Les abcès hépatiques sont une complication rare mais non exceptionnelle des MICI, en particulier dans la maladie de Crohn où leur incidence est 15 fois supérieure à celle observée dans la population générale [1]. Ils surviennent le plus souvent en phase active de la maladie, quel que soit son siège ou son ancienneté avec un rôle potentiellement favorisant des traitements par corticoïdes ou immunosuppresseurs [2]. Ils sont souvent multiples, prédominent dans le lobe droit et sont favorisés par l’existence concomitante d’un foyer infectieux intra-abdominal plus souvent que biliaire [3]. Le diagnostic peut être rendu difficile par la coexistence des signes de la MICI. Le couple échographie + scanner est important pour le diagnostic et la ponction transcutanée confirme le diagnostic et guide l’antibiothérapie. Les bactéries le plus souvent identifiées sont des streptocoques de type milleri.

Le piège diagnostique majeur est comme dans notre observation la survenue d’un adénocarcinome de l’intestin grêle avec métastases hépatiques synchrones prises à tort pour des abcès.
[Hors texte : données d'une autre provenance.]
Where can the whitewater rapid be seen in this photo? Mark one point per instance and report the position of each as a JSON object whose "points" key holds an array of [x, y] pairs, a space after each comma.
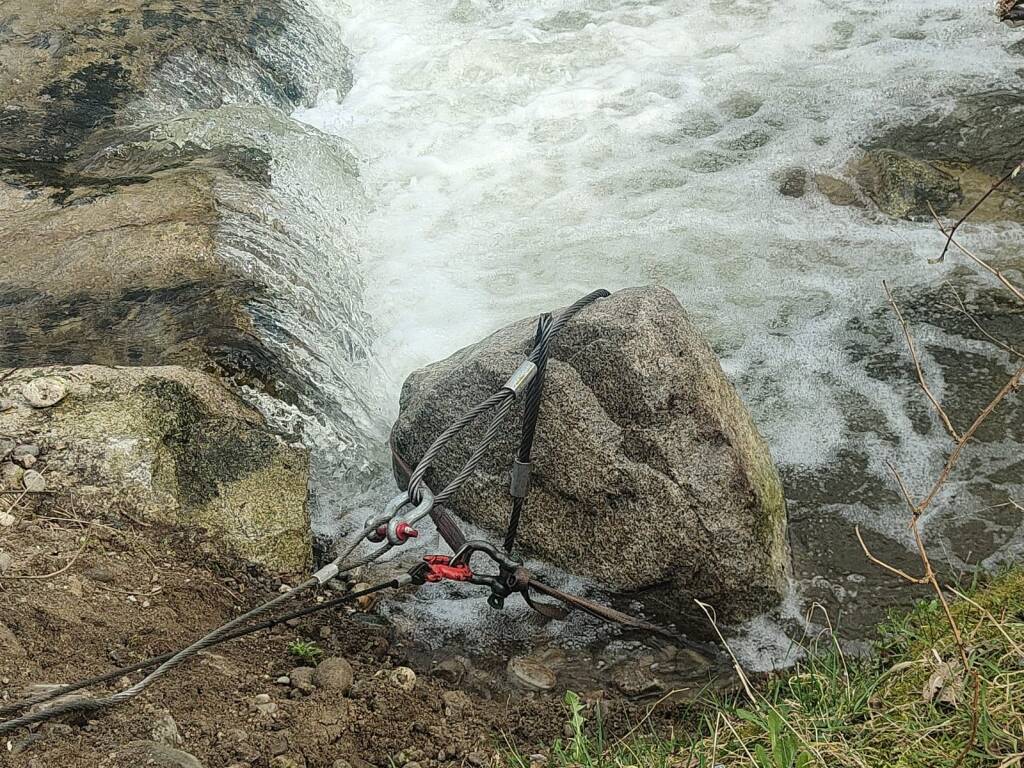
{"points": [[515, 156]]}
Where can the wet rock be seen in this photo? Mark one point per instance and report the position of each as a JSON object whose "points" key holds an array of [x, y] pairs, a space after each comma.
{"points": [[44, 391], [452, 670], [26, 456], [403, 678], [976, 142], [113, 226], [334, 674], [530, 674], [636, 680], [903, 187], [174, 446], [155, 755], [301, 678], [794, 182], [837, 190], [165, 730], [34, 481], [643, 438], [10, 475]]}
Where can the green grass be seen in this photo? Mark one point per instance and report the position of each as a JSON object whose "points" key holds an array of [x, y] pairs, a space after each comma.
{"points": [[305, 651], [863, 713]]}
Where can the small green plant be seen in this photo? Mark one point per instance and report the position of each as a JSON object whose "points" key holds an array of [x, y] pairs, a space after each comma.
{"points": [[304, 650]]}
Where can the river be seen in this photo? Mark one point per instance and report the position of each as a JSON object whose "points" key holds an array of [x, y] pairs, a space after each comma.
{"points": [[513, 156]]}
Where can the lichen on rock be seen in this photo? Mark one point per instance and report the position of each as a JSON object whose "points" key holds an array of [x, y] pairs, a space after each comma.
{"points": [[172, 445], [648, 470]]}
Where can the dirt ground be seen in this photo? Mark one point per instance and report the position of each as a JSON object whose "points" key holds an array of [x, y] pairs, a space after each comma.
{"points": [[81, 596]]}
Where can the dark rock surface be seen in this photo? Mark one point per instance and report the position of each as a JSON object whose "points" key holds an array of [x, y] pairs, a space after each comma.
{"points": [[113, 240], [648, 470], [171, 445]]}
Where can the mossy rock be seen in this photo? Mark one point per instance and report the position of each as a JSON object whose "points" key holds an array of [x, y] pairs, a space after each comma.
{"points": [[172, 445]]}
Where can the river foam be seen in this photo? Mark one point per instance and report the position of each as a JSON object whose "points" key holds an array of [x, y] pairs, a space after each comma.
{"points": [[518, 155]]}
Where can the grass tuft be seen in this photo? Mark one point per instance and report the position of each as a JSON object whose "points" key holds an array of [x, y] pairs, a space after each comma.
{"points": [[909, 705]]}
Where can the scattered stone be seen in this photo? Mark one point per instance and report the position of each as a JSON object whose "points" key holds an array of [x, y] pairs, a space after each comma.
{"points": [[456, 701], [155, 755], [130, 433], [301, 678], [366, 602], [24, 743], [99, 573], [530, 674], [334, 674], [165, 730], [634, 388], [10, 475], [452, 670], [279, 744], [26, 455], [838, 192], [903, 186], [794, 182], [636, 680], [33, 481], [44, 391], [403, 677]]}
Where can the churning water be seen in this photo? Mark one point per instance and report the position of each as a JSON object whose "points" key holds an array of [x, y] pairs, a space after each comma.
{"points": [[515, 155]]}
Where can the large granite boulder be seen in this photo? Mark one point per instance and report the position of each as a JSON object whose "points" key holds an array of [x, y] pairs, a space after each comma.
{"points": [[162, 443], [648, 470]]}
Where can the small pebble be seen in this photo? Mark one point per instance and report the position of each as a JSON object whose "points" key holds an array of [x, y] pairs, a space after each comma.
{"points": [[26, 456], [334, 674], [301, 678], [11, 474], [530, 674], [33, 481], [403, 677]]}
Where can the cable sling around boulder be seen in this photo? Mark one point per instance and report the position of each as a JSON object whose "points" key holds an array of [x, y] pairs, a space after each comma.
{"points": [[393, 527]]}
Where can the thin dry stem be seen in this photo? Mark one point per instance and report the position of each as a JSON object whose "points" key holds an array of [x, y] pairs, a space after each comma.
{"points": [[916, 364]]}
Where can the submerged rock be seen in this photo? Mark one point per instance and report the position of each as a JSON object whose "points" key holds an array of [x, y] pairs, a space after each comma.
{"points": [[904, 187], [647, 467], [950, 158], [530, 674], [173, 445]]}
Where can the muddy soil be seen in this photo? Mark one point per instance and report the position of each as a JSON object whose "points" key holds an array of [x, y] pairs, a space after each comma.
{"points": [[81, 595]]}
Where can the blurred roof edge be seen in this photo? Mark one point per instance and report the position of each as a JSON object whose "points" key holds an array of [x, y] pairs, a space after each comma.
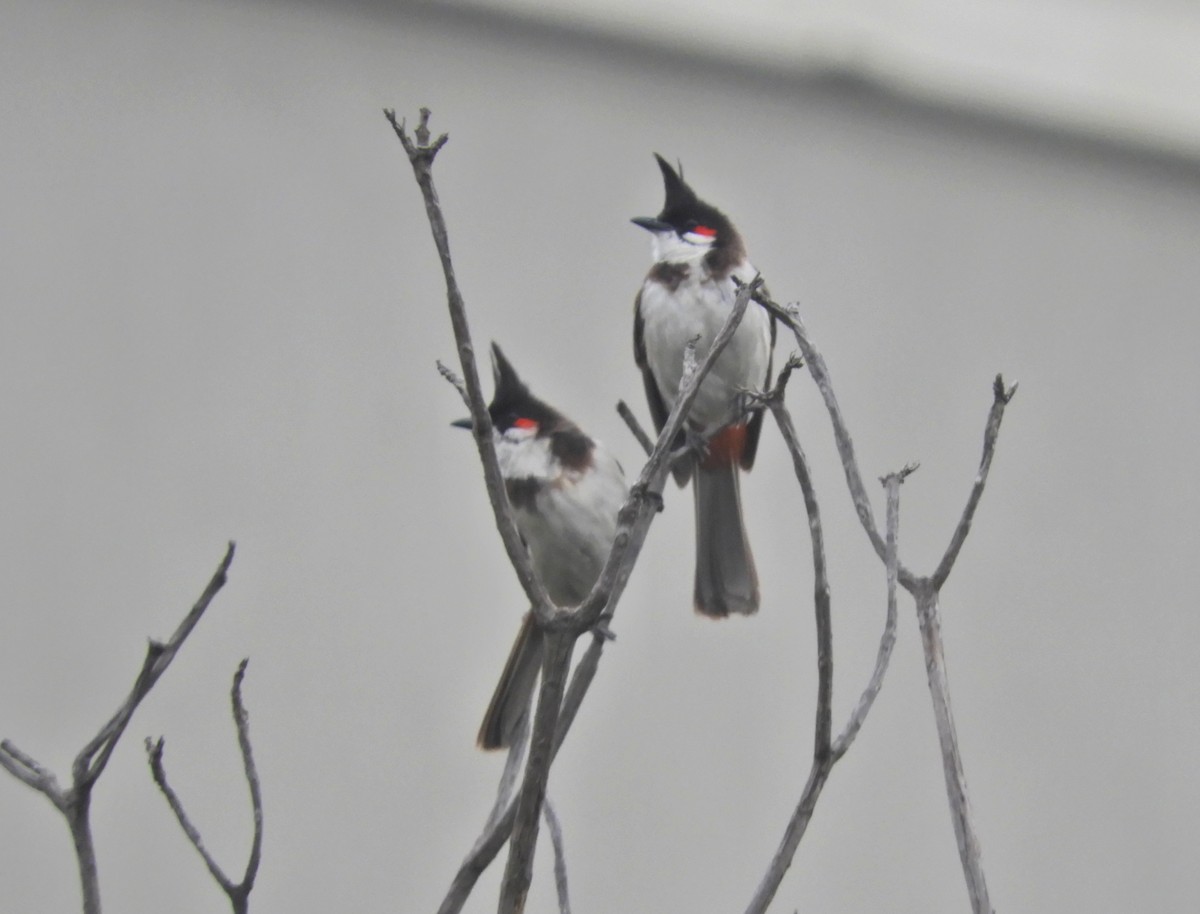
{"points": [[1119, 73]]}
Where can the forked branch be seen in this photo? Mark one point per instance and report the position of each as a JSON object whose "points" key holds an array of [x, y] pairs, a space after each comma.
{"points": [[238, 893], [75, 801]]}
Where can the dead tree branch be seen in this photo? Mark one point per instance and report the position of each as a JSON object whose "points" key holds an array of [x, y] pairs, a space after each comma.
{"points": [[925, 590], [825, 752], [76, 800], [562, 625], [556, 836], [238, 893]]}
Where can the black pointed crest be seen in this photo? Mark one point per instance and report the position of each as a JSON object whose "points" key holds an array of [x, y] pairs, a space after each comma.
{"points": [[513, 400], [679, 196]]}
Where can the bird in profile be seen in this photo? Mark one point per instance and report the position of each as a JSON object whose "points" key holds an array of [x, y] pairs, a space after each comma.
{"points": [[700, 259], [565, 489]]}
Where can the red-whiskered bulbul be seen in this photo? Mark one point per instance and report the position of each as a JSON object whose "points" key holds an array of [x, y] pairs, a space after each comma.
{"points": [[565, 491], [688, 295]]}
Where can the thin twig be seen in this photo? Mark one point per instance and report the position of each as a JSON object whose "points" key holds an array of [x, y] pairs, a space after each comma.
{"points": [[813, 359], [924, 589], [643, 439], [634, 521], [952, 759], [888, 639], [1001, 398], [75, 803], [556, 836], [822, 756], [154, 752], [420, 156], [256, 792], [237, 893], [821, 744]]}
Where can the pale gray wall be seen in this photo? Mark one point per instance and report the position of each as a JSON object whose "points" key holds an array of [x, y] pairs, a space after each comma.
{"points": [[221, 311]]}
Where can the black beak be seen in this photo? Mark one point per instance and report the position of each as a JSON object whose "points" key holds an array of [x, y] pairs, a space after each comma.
{"points": [[652, 224]]}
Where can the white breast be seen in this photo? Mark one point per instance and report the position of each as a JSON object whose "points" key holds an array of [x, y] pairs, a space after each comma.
{"points": [[699, 307]]}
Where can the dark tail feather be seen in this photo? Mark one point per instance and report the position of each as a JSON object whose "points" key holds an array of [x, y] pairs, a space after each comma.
{"points": [[514, 692], [726, 581]]}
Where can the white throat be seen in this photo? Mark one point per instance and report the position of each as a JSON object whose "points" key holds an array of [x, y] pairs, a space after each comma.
{"points": [[670, 248]]}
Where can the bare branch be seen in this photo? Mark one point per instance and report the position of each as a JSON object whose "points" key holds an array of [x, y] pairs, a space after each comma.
{"points": [[821, 745], [888, 639], [75, 804], [822, 755], [28, 770], [154, 752], [1001, 398], [90, 762], [556, 836], [256, 794], [635, 427], [420, 156], [499, 823], [952, 761], [238, 893], [519, 869], [455, 380]]}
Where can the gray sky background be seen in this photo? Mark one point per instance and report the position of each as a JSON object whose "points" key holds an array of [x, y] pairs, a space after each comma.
{"points": [[221, 310]]}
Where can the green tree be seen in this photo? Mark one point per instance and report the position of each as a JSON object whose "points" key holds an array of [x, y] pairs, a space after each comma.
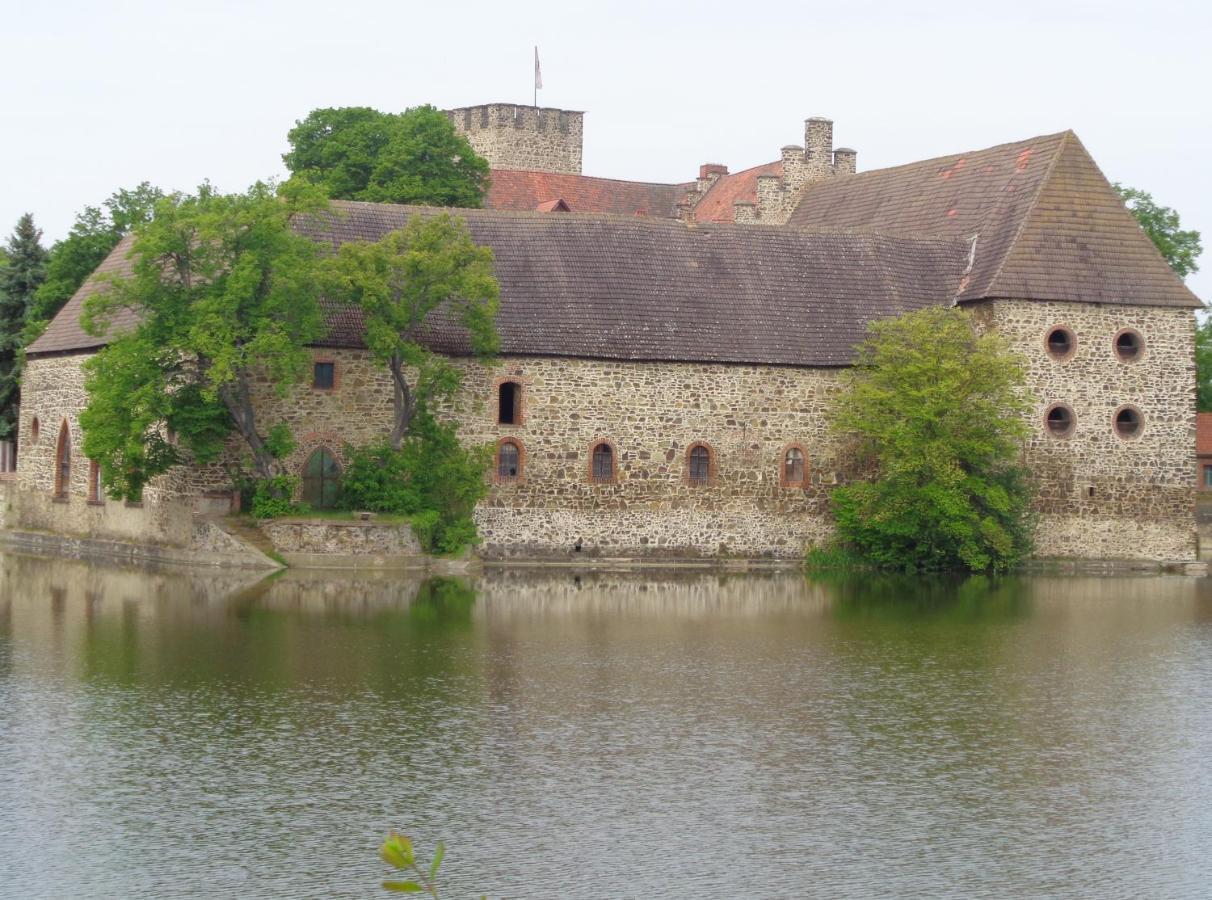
{"points": [[19, 279], [935, 411], [93, 235], [399, 282], [416, 156], [223, 296], [1179, 247]]}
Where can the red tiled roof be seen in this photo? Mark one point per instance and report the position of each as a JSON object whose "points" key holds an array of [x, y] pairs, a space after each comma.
{"points": [[1204, 434], [515, 189], [729, 189]]}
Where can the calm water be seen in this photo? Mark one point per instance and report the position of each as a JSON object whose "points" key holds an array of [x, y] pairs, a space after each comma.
{"points": [[167, 734]]}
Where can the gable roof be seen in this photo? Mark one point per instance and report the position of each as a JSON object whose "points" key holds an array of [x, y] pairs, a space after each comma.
{"points": [[515, 189], [641, 288], [1047, 223], [729, 189]]}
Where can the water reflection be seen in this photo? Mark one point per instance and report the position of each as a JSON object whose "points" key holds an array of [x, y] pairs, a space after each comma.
{"points": [[571, 731]]}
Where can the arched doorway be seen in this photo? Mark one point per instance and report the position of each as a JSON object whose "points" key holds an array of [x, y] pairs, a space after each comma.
{"points": [[321, 480]]}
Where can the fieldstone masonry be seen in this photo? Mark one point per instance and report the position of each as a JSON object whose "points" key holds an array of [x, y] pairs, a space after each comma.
{"points": [[1101, 496], [533, 138]]}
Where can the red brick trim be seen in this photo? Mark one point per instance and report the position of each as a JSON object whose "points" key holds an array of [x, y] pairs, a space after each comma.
{"points": [[521, 463], [1141, 345], [613, 462], [1073, 422], [1073, 342], [519, 400], [710, 464], [782, 466], [336, 374], [1115, 416]]}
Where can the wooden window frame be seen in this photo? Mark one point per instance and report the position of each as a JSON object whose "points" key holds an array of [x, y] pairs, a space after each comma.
{"points": [[519, 400], [63, 485], [783, 481], [1073, 342], [1073, 422], [613, 462], [1115, 418], [336, 374], [710, 464], [521, 463]]}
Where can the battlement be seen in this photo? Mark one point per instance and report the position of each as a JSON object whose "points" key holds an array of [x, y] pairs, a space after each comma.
{"points": [[533, 138]]}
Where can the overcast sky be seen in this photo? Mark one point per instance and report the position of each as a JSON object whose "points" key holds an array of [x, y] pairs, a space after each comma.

La survenue d’un adénocarcinome du grêle compliquant une maladie de Crohn reste rare avec une incidence dans les séries les plus importantes aux alentours de 1,7 %, et un diagnostic fait plus souvent sur la pièce opératoire comme c’est le cas dans notre observation [4]. La durée médiane d’évolution de la maladie de Crohn avant la découverte de l’adénocarcinome de l’intestin grêle est généralement longue, variant de 10 à 15 ans, avec une localisation élective au niveau de l’iléon terminal avec parfois la coexistence de lésions dysplasiques [5, 6]. La survie est encore moins bonne que celle de l’adénocarcinome de novo (ou sporadique) qui est de 20 à 33 % à 5 ans. La chimiothérapie adjuvante semble apporter un bénéfice en termes de survie bien que cela n’ait pas été formellement démontré par des études randomisées [7]. En situation palliative, les protocoles de chimiothérapies (et de thérapies ciblées) utilisés sont les mêmes que ceux utilisés pour le traitement de l’adénocarcinome colique.

Liens d’intérêts

les auteurs déclarent n’avoir aucun lien d’intérêt en rapport avec l’article.